“Kenapa kita laksanakan tanggal 18 Agustus, karena di RT sebelah juga sudah melaksanakan tasyakuran. Kami tidak ingin kegiatan bersamaan dan jalan ditutup semua. Jadi kami atur waktunya supaya seluruh kegiatan warga bisa berjalan dengan baik dan tetap saling menghormati,” jelasnya.
Ia berharap tradisi tasyakuran dan kebersamaan tersebut dapat terus dipertahankan pada tahun-tahun mendatang.
“Terima kasih sekali lagi kepada seluruh warga yang sudah hadir. Mari kita jaga RT 02 agar selalu guyub, rukun, saling membantu dan saling menghormati. Dirgahayu Republik Indonesia. Merdeka, merdeka, merdeka!” serunya.

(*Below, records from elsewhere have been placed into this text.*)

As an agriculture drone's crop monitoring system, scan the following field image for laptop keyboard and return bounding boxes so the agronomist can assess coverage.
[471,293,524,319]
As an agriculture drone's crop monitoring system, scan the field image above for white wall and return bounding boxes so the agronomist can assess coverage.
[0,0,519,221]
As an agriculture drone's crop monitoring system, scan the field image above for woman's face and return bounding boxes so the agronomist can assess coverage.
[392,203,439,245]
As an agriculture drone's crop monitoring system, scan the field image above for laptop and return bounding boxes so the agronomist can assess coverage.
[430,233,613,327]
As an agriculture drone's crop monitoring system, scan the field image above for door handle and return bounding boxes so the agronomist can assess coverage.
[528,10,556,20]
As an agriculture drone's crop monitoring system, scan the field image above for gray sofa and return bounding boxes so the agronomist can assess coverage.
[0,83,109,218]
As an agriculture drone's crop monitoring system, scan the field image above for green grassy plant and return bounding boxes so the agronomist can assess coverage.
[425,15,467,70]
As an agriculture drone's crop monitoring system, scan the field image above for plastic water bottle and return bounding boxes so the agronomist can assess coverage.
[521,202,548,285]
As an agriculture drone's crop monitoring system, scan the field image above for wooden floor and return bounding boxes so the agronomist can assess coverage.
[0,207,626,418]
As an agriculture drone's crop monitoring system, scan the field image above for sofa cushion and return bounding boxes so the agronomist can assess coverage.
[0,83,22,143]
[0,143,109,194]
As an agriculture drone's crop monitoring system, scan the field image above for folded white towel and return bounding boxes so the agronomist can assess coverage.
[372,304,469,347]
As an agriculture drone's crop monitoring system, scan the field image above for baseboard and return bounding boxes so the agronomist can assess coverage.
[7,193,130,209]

Sesepuh Kampung Harap Kerukunan Turun kepada Anak Cucu
Suasana haru sekaligus hangat terasa ketika sesepuh kampung, Selamet Widodo, menyampaikan sambutan.
Widodo mengaku terharu dan bangga melihat warga RT 02 masih mempertahankan tradisi berkumpul dan menggelar tasyakuran dalam memperingati kemerdekaan.